Region area = new Region(0, 0, 400, 400);
QuadTree quadTree = new QuadTree(area);

float[][] points = new float[][] { { 21, 25 }, { 55, 53 }, { 70, 318 }, { 98, 302 }, 
    { 49, 229 }, { 135, 229 }, { 224, 292 }, { 206, 321 }, { 197, 258 }, { 245, 238 } };

for (int i = 0; i < points.length; i++) {
    Point point = new Point(points[i][0], points[i][1]);
        quadTree.addPoint(point);
}

6.2. 範囲検索

次に、下限座標(200、200)と上限座標(250、250)で囲まれた領域で範囲検索を実行してみましょう。

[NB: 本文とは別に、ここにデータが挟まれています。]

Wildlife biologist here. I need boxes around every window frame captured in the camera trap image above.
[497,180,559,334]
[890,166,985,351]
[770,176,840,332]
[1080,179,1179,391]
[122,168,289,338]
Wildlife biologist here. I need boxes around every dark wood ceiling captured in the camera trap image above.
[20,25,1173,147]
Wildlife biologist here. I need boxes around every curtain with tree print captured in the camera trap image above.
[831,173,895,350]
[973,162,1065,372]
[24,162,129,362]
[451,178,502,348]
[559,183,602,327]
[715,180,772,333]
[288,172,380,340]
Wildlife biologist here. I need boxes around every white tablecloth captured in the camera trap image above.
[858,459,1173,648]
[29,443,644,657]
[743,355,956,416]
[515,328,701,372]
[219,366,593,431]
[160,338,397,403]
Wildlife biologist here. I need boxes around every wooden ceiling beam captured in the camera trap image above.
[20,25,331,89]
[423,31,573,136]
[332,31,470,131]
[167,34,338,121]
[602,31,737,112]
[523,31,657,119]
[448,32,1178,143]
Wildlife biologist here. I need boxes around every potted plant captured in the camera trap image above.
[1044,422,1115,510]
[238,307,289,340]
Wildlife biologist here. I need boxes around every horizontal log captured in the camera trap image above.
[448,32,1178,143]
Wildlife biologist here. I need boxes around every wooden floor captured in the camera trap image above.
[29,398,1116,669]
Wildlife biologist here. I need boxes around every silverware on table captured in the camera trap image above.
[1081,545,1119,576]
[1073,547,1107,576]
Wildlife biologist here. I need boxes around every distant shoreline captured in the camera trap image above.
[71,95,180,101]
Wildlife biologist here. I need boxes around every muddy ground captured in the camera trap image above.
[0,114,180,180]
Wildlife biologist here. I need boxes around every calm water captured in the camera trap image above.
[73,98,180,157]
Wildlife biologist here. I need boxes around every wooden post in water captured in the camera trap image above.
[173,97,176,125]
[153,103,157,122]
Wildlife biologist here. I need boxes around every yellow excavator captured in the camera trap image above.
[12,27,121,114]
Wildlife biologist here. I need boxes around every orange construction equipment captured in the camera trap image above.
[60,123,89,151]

Region searchArea = new Region(200, 200, 250, 250);
List<Point> result = quadTree.search(searchArea, null);

コードを実行すると、検索領域内に含まれる1つの近くの座標が得られます。

[[245.0 , 238.0]]

座標(0、0)と(100、100)の間で別の検索領域を試してみましょう。

Region searchArea = new Region(0, 0, 100, 100);
List<Point> result = quadTree.search(searchArea, null);

コードを実行すると、指定した検索領域の2つの近くの座標が得られます。

[[21.0 , 25.0], [55.0 , 53.0]]

検索領域のサイズに応じて、0、1、または多くのポイントが得られることがわかります。 したがって、ポイントが与えられ、最も近いn個の近傍を見つけるように求められた場合、与えられたポイントが中心にある適切な検索領域を定義できます

次に、検索操作の結果のすべてのポイントから、指定されたポイント間のユークリッド距離を計算し、それらを並べ替えて最も近いネイバーを取得できます。

7. 時間計算量

範囲クエリの時間計算量は、単純に O(n)です。 その理由は、最悪のシナリオでは、指定された検索領域が入力領域以上の場合、各アイテムをトラバースする必要があるためです。

8. 結論

この記事では、最初に二分木と比較することで四分木の概念を理解しました。 次に、2次元空間に分散したデータを保存するためにどのように効率的に使用できるかを見ました。

次に、データを保存して範囲検索を実行する方法を確認しました。

いつものように、テスト付きのソースコードはGitHub利用できます。